Ask HN: How Do You Focus? - igotsideas
I’ve always had difficulty focusing. I tend think about other things when I read and when someone is explaining something to me. Anyone ever have this and how did you correct it?
======
Jarwain
Assuming that you're generally healthy, not deprived of sleep or otherwise
dealing with fatigue, and you don't have sleep apnea, this sounds like a
classic description of ADHD. I'm not a doctor though, so take it with a grain
of salt; do your research and/or talk to a licensed professional if you have
concerns.

My experience of ADHD feels like getting distracted by my own thoughts. Mind
wandering at inopportune times, or random thoughts popping into my head. It
tends to happen when I'm not effectively engaged by what I'm reading or who
I'm listening to.

I generally try to be mindful and aware of my attention and thoughts, to
refocus whenever I notice myself wandering off. I try this as frequently as
possible, and try to build a habit out of it.
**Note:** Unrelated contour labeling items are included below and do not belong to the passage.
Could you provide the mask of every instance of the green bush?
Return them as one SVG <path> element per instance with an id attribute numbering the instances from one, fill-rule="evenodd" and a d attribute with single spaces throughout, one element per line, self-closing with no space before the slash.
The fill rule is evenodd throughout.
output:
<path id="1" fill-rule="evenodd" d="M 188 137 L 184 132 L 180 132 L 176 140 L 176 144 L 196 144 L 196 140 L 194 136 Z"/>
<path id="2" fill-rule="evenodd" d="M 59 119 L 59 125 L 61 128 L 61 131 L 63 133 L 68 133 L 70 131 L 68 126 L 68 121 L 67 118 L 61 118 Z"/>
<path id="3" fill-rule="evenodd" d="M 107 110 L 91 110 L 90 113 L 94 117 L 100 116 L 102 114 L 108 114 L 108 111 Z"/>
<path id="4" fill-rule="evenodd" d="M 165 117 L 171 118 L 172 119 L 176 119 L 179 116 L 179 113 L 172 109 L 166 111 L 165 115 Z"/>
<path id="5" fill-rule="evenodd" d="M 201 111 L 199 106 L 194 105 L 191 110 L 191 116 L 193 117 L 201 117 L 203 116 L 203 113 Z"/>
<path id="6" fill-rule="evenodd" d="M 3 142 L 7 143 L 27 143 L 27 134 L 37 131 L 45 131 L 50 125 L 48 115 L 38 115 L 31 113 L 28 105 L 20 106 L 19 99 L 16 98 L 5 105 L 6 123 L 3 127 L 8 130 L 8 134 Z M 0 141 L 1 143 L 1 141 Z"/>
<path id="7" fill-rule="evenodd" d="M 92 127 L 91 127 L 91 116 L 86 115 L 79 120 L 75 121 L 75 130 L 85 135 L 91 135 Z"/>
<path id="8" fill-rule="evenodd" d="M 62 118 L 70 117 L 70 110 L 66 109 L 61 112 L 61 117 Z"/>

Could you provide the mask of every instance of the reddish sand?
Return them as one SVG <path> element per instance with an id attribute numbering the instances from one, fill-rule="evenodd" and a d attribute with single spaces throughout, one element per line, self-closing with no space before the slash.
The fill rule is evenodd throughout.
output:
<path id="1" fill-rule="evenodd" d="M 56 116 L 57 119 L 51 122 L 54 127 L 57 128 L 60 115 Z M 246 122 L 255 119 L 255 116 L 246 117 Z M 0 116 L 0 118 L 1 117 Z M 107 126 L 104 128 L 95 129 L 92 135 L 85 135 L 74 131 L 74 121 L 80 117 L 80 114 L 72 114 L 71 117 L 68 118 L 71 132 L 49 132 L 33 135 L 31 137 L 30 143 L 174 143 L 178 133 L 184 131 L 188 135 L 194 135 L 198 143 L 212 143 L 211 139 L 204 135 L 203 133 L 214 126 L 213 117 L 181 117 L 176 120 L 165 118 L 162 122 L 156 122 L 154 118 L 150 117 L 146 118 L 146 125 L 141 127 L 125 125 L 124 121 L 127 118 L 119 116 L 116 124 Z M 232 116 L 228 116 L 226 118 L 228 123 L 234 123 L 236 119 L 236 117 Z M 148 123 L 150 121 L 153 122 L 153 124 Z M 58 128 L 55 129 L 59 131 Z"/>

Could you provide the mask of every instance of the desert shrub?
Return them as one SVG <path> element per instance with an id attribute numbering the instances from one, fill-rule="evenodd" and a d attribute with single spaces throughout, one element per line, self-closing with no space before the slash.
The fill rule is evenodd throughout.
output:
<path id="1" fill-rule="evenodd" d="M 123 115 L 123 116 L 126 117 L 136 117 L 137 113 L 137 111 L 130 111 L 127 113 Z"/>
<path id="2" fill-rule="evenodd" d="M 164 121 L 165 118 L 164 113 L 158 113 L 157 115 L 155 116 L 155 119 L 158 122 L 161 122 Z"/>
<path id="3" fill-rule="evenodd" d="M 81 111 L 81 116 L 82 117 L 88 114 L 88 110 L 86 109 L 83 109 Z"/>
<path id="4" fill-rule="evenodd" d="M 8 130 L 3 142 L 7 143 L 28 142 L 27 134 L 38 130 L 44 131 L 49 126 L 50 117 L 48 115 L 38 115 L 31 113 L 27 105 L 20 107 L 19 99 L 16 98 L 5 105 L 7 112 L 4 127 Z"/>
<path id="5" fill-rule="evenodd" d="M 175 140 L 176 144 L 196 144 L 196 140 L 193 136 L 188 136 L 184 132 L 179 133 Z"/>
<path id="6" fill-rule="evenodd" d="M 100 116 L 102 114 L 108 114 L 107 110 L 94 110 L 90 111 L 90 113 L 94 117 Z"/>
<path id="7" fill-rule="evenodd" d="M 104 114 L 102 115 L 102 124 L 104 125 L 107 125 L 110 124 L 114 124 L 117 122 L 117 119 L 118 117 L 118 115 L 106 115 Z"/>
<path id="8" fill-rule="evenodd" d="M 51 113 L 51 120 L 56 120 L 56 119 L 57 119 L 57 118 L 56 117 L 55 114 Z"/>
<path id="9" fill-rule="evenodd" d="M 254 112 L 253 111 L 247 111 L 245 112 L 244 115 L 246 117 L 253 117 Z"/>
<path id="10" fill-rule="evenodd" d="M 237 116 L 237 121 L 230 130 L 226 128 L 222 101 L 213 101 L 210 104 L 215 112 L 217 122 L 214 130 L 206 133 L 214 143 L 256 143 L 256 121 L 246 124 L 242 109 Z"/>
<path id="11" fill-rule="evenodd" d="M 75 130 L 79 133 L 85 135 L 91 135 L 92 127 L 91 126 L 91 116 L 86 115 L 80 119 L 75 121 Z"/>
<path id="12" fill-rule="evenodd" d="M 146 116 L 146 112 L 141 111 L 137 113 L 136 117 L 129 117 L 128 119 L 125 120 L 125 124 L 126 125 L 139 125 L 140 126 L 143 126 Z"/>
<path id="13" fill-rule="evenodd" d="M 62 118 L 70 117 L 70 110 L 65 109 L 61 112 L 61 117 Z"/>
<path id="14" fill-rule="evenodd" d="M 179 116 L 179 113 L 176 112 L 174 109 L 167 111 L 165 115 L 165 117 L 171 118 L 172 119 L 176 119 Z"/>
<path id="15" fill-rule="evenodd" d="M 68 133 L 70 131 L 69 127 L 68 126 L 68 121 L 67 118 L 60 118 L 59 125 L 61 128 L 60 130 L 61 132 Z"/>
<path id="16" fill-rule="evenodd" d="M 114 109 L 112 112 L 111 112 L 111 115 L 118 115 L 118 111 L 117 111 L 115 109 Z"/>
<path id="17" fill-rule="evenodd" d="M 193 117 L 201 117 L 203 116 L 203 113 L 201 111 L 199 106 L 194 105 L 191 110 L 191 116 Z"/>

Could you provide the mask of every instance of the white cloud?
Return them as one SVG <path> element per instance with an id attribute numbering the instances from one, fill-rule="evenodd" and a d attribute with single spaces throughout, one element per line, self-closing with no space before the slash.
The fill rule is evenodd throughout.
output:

When listening to others explain things, I try to be an active listener.
Rephrase what they just said in your own words, as best you can. Engage in
discussion whenever possible/polite.

When reading, I like to Doodle, rewrite in my own words, or otherwise find
ways to engage with what I'm reading.

Generally, improving one's focus takes time and practice, like any other
skill.

------
yesenadam
Maybe if you mention in the question that you've always found it hard, you
might get more response. The explanation made it very different from what I
expected the question was. That sounds terrible. Good luck!